Wussiness aside, Jamie also feels her chickpeas are undercooked, and according to her team’s strategy, that means her incomplete dish should go up first. Jamie is not a fan of this idea. At all. And somehow she weasels her way out of going on the block.  
 
First up, Fabio’s whole wheat gnocchi with fennel, zucchini and pork loin versus Casey’s grilled pork tenderloin over farro, cherries and snap peas. Taylor loves the gnocchi, as do Tom and Padma. Huh, go figure, light gnocchi. Point to Team Orange.
 
Having lost a point, Team Yellow proceeds to freak out and throw their bad first, best last strategy out the window. Well, yeah, it was a stupid strategy anyway.
 
Dale informs Marcel he has to go next, because his edamame dumplings are dying. Given that he informs Marcel of this after the poor guy had already gotten halfway done plating, Marcel’s a little ticked. Anyway, Dale’s dumpling with spicy carrot froth and crispy soy nuts faces off against Tiffani’s black bass sashimi with avocado and ponzu vinaigrette. Tiffani’s dish seems a little too simple to me, but maybe that dumpling had already expired because even though Padma picks Dale, everyone else prefers Tiffani. It’s fifteen-all.
 
Angelo’s smoked tuna with yuzu gelee, red onion and capers faces off against Marcel’s cauliflower couscous with pomegranate seeds, golden raisins and yellowfin tuna. Marcel’s dish does not look that good to me, so I’m not surprised when Angelo wins and Team Yellow takes the lead.
 
Tiffany’s spiced tuna with fennel, peppercorns, coriander seeds and lentil salad is up against Antonia’s scallop with Indian lentil puree, mint, dandelion greens, cilantro and chives. The judges are split, but Antonia wins it. Thirty-all.
 
Richard goes up against Spike. This does not bode well for Spike, who’s already said he had to rush his shrimp as an initial batch failed. Worse, Angelo tries to be “helpful” by slopping some yuzu at the bottom of Spike’s soup bowl. Spike, don’t let anyone mess with your food! Aaargh! Angelo already has a bad rep for helping people on this show – helping them go home, that is.
 
So, Spike’s tomato tamarind soup with olive oil poached shrimp, pineapple, tomatoes and dill challenges Richard’s “thai-bouleh” with lamb, herbs and yogurt. I will say, Richard’s looks beautiful, and the judges pan Spike’s shrimp (and Richard’s lamb, for that matter, but love his tabouleh), so Richard wins it.
 
Match point!
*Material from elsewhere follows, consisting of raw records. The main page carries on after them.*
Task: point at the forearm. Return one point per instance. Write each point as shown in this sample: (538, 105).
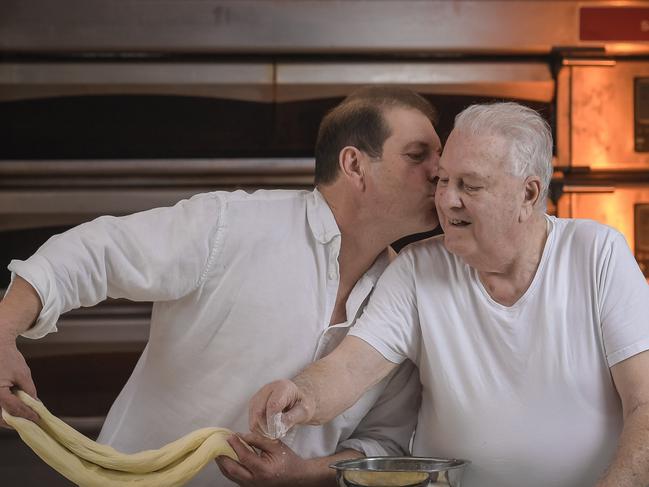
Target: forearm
(319, 474)
(630, 467)
(19, 309)
(322, 401)
(334, 383)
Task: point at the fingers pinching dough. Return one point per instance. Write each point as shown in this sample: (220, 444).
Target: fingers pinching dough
(90, 464)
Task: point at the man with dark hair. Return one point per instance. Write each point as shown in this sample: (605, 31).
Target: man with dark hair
(530, 332)
(248, 288)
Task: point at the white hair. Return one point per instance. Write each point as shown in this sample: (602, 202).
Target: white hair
(528, 135)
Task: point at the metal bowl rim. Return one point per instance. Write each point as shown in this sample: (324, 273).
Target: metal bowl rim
(343, 464)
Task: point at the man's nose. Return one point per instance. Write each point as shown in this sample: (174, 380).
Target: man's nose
(432, 168)
(448, 197)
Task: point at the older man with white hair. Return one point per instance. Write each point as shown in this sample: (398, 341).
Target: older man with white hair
(530, 332)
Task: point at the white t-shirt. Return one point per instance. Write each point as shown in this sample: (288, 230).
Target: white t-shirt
(244, 287)
(524, 392)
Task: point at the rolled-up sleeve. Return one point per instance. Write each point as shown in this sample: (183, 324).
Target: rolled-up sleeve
(388, 427)
(154, 255)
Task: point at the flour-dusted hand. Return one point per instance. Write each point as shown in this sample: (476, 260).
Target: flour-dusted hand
(276, 465)
(18, 310)
(282, 396)
(14, 372)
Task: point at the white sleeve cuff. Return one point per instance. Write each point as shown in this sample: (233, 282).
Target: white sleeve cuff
(370, 447)
(36, 272)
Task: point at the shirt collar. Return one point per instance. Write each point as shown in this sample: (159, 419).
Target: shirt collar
(321, 218)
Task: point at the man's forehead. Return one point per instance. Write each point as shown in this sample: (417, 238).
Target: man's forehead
(411, 126)
(471, 156)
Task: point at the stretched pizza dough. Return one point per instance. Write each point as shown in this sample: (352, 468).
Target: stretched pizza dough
(89, 464)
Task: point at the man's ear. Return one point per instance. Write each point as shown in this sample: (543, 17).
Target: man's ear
(531, 197)
(351, 167)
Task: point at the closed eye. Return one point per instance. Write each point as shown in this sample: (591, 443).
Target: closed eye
(416, 156)
(470, 188)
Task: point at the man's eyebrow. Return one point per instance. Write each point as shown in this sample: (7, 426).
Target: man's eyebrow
(419, 144)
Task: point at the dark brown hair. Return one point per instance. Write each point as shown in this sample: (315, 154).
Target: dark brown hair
(358, 121)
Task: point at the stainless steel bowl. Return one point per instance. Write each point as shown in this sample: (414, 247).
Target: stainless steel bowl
(400, 472)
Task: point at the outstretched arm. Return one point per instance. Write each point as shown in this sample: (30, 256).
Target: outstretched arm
(323, 390)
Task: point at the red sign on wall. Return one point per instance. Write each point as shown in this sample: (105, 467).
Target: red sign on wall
(614, 24)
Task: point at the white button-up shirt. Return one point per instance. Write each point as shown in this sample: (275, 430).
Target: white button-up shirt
(244, 286)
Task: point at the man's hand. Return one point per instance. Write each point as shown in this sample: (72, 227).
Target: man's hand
(275, 466)
(282, 396)
(14, 372)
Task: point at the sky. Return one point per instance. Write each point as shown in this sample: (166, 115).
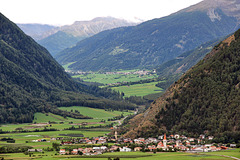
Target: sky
(62, 12)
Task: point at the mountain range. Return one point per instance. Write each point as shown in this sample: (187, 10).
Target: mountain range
(154, 42)
(32, 81)
(205, 100)
(56, 39)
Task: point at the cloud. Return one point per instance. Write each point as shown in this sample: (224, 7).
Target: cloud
(68, 11)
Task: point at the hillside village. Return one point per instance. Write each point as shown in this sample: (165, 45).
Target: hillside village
(172, 143)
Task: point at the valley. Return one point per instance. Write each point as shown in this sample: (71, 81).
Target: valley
(129, 82)
(109, 88)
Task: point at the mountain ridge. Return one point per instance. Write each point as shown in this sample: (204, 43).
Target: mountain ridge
(32, 81)
(150, 43)
(198, 102)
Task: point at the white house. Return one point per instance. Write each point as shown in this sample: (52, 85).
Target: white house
(125, 149)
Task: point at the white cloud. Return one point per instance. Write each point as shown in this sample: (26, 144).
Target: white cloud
(68, 11)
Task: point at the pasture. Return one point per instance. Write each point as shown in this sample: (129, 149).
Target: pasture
(128, 156)
(113, 78)
(41, 120)
(139, 89)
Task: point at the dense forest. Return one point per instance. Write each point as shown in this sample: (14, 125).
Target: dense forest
(209, 97)
(32, 81)
(204, 100)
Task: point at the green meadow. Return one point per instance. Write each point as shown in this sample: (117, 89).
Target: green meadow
(41, 119)
(114, 78)
(139, 89)
(128, 156)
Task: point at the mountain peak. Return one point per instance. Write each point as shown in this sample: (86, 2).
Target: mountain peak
(229, 7)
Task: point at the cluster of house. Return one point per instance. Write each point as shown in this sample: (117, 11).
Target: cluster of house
(162, 143)
(39, 140)
(140, 72)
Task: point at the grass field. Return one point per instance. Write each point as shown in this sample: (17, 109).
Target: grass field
(113, 78)
(139, 89)
(41, 119)
(129, 156)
It’s Carla’s African groundnut soup with baked sweet potatoes, adzuki beans and peanuts versus Tre’s salmon with parsnip puree, olive oil sauce with citrus, tomatoes and olives. Tre appears to have been phoning it in, because the fish doesn’t look very interesting. We also discover that he lets Angelo cook it while he’s preparing the rest of the meal, and lo and behold, it comes out overcooked. Seriously, chefs, do NOT let Angelo near your food! In any case, Carla wins it and, given how much the judges enjoy it, she probably would have won even if Tre delivered perfect fish. Team Orange takes the challenge!
 
Fabio, Carla, Richard and Antonia are first to see the judges. One of them will win a trip to Italy. The winner is… Carla! She gets a five day, four night trip to Italy. I’m so glad she stuck to her guns and served up her nut stew. Although she’s got to stop with the ululations every time she’s happy, because it sounds like she’s a character on “Xena: The Warrior Princess” and is preparing to cut off someone’s head with a broad sword.
 
Spike, Tiffany, Tre and Casey are called back for judgment. In the back room, Richard calls out Jamie for dodging a bullet, which makes Jamie absolutely indignant. How dare anyone question why she didn’t put her food up! Jamie does not impress me this season. During her first season of “Top Chef,” she seemed like a real competitor (and she gamely put up with Stefan’s nonstop romantic overtures), but this time around she appears to be skating by.
 
When the judges criticize Spike’s soup, he points out that Angelo tossed in his yuzu against his wishes. But if he’s hoping for back-up from Tiffany, he doesn’t get it. When the judges ask her if Angelo is a saboteur, she says, well, yeah, but you’ve got to be responsible for your own dish. I will hand it to Tiffany, in that she calls ‘em like she sees ‘em. And she’s right. Spike should have told Angelo to get lost, honestly.
 
Gail and Tom tell Tiffany her dish was both overdressed and lacked something. Tony breaks it to Tre that his dish was the worst of all of them, but Tre couldn’t care too much, as he has immunity. The chefs all take their beatings, except for Casey. Casey stands by her heavy pork loin, dammit. At least she doesn’t pull a Jen.
 
The loser is… Spike. Wow. I really thought he was going to go further than he did. I also feel like I think that every week. I’m sorry to see him go, but by letting Angelo tinker with his food, he not only showed the judges he lacks the confidence and fight he used to have, but that he makes lousy shrimp.
 
Oh, the next episode looks good! Not only are they duking it out in Manhattan’s Chinatown, it appears that the chefs so thoroughly under deliver that customers threaten to walk out. Given how strong the chefs have been up to this point that comes as a surprise, but hey, it’s Chinatown, baby.
 
Do you think Angelo is sabotaging his teammates? Do you think Jamie is playing fair? Are you glad Carla won the challenge?